Cet article a été réalisé en partenariat avec le magazine Kaizen.
En se promenant sur le port de Sanary-sur-Mer, dans le Var, on remarque d’abord les bateaux de plaisance. En se rapprochant des étals de poissons frais, plusieurs petits bateaux de pêche font leur apparition. Il y a celui de Jean-Michel Cei. Un fort mistral l’a contraint à rester à quai. Pêcheur depuis l’âge de 17 ans, il est membre de la prud’homie de Sanary-sur-Mer. Mais qu’est-ce donc qu’une prud’homie ? Méconnues, elles existent pourtant depuis le Moyen-âge sur le littoral méditerranéen. Qui en compte aujourd’hui 33, de Saint-Cyprien (Pyrénées-Orientales) à Menton (Alpes-Maritimes), en passant par la Corse (voir la carte en fin d’article).

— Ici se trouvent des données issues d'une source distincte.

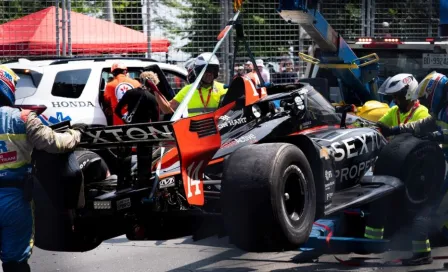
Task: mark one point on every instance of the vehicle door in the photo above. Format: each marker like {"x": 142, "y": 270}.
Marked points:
{"x": 69, "y": 93}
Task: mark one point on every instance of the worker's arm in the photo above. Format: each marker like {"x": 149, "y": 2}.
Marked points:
{"x": 153, "y": 113}
{"x": 166, "y": 106}
{"x": 388, "y": 117}
{"x": 419, "y": 127}
{"x": 123, "y": 102}
{"x": 44, "y": 138}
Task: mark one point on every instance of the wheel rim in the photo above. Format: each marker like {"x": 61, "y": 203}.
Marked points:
{"x": 294, "y": 194}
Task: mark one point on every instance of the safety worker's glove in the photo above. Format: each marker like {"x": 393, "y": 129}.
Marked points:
{"x": 386, "y": 130}
{"x": 81, "y": 127}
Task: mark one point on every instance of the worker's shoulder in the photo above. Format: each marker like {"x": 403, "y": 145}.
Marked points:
{"x": 394, "y": 108}
{"x": 134, "y": 82}
{"x": 185, "y": 88}
{"x": 220, "y": 86}
{"x": 422, "y": 111}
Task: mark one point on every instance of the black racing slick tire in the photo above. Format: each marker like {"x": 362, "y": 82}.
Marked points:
{"x": 419, "y": 164}
{"x": 93, "y": 166}
{"x": 268, "y": 197}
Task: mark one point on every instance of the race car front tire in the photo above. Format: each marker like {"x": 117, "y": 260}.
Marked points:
{"x": 268, "y": 197}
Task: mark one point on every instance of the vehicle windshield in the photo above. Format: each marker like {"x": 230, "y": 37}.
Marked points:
{"x": 417, "y": 62}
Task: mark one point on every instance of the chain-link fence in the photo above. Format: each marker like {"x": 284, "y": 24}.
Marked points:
{"x": 175, "y": 30}
{"x": 406, "y": 19}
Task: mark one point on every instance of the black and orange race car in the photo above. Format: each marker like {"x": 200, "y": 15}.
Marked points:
{"x": 263, "y": 167}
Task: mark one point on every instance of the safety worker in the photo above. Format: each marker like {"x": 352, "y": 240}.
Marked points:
{"x": 264, "y": 72}
{"x": 140, "y": 102}
{"x": 206, "y": 98}
{"x": 189, "y": 65}
{"x": 115, "y": 91}
{"x": 20, "y": 132}
{"x": 403, "y": 89}
{"x": 433, "y": 89}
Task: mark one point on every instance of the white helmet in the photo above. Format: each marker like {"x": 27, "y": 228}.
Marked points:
{"x": 202, "y": 59}
{"x": 400, "y": 83}
{"x": 189, "y": 65}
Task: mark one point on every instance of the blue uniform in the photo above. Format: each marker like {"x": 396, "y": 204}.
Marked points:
{"x": 20, "y": 132}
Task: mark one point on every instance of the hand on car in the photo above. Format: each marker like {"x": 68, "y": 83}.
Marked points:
{"x": 81, "y": 127}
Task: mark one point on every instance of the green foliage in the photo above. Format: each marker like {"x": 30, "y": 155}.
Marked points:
{"x": 198, "y": 22}
{"x": 126, "y": 12}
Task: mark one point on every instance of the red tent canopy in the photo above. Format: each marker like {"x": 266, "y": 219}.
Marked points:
{"x": 35, "y": 34}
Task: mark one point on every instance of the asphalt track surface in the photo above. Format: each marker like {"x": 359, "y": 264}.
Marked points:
{"x": 211, "y": 254}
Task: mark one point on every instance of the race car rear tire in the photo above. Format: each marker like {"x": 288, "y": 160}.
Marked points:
{"x": 268, "y": 197}
{"x": 420, "y": 164}
{"x": 92, "y": 171}
{"x": 53, "y": 223}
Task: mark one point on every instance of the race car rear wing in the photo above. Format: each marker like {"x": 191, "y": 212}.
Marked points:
{"x": 196, "y": 138}
{"x": 156, "y": 133}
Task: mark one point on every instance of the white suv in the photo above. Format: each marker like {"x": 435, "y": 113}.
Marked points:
{"x": 69, "y": 89}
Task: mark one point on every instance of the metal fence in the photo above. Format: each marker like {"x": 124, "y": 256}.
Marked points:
{"x": 175, "y": 30}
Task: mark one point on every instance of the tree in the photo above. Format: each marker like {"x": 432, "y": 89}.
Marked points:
{"x": 126, "y": 12}
{"x": 198, "y": 22}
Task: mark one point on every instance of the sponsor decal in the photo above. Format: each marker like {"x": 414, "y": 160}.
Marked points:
{"x": 328, "y": 175}
{"x": 224, "y": 118}
{"x": 240, "y": 140}
{"x": 407, "y": 80}
{"x": 121, "y": 89}
{"x": 59, "y": 118}
{"x": 5, "y": 155}
{"x": 305, "y": 125}
{"x": 230, "y": 122}
{"x": 193, "y": 179}
{"x": 324, "y": 153}
{"x": 72, "y": 104}
{"x": 82, "y": 164}
{"x": 141, "y": 132}
{"x": 123, "y": 204}
{"x": 354, "y": 171}
{"x": 350, "y": 150}
{"x": 166, "y": 183}
{"x": 299, "y": 102}
{"x": 329, "y": 185}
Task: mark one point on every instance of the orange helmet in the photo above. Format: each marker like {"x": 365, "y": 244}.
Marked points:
{"x": 118, "y": 65}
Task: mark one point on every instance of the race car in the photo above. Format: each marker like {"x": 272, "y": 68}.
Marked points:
{"x": 267, "y": 172}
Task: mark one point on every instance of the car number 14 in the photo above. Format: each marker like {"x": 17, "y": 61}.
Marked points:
{"x": 435, "y": 60}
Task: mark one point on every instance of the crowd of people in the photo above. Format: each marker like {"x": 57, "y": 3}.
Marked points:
{"x": 418, "y": 107}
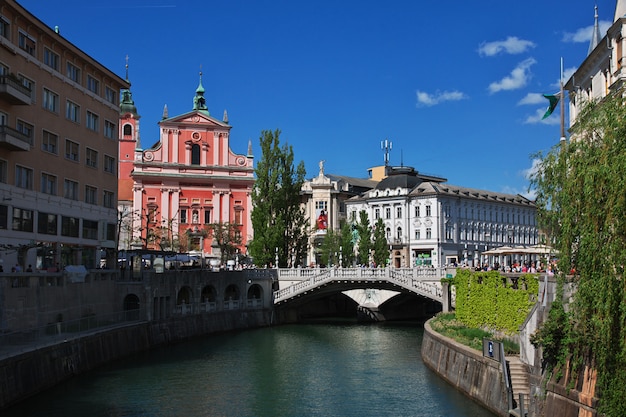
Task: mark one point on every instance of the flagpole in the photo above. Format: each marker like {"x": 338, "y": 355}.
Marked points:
{"x": 562, "y": 105}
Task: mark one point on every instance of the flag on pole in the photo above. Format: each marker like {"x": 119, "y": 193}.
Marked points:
{"x": 554, "y": 100}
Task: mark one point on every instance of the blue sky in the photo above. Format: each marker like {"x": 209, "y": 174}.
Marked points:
{"x": 455, "y": 86}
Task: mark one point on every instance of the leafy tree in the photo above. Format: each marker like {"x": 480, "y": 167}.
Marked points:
{"x": 277, "y": 217}
{"x": 381, "y": 246}
{"x": 364, "y": 231}
{"x": 228, "y": 238}
{"x": 581, "y": 198}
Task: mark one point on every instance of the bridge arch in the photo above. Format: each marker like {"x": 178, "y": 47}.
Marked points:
{"x": 131, "y": 307}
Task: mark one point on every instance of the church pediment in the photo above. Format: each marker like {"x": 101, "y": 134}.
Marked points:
{"x": 197, "y": 118}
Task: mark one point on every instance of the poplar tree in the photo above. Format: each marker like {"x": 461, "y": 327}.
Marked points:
{"x": 581, "y": 199}
{"x": 278, "y": 220}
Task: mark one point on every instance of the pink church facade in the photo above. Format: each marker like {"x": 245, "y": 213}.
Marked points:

Celle de Sanary a été créée en 1661 sous la forme de confrérie avant de se transformer en prud’homie en 1792, après la Révolution. Elles regroupent l’ensemble des artisans-pêcheurs locaux. Et ont pour mission de gérer localement l’activité de pêche ainsi que les conflits qu’elle occasionne. « Nous faisons en sorte que les pêcheurs n’agissent pas n’importe comment, qu’ils ne mettent pas des tonnes de filets », illustre Jean-Michel Cei. A l’heure où les pratiques industrielles de la pêche sont décriées et que des ressources en poissons sont menacées, constituent-elles une alternative efficace ?
Dans la pratique, il s’agit d’adopter – à la majorité – des règlements en assemblée générale. Ceux-ci précisent comment doit s’exercer le métier : les types de lignes autorisés, les temps de trempage des filets, les périodes de pêches prévues pour laisser reposer les fonds, ainsi que les zones de pêche permises. « Ce qui motive nos décisions, c’est le respect de la personne et des générations futures », insiste le pêcheur varois. « On vise à préserver le renouvellement de la ressource sur le territoire, afin d’assurer la vie de la communauté de pêcheurs dans le temps », ajoute Élisabeth Tempier, secrétaire de la prud’homie de Sanary-sur-Mer.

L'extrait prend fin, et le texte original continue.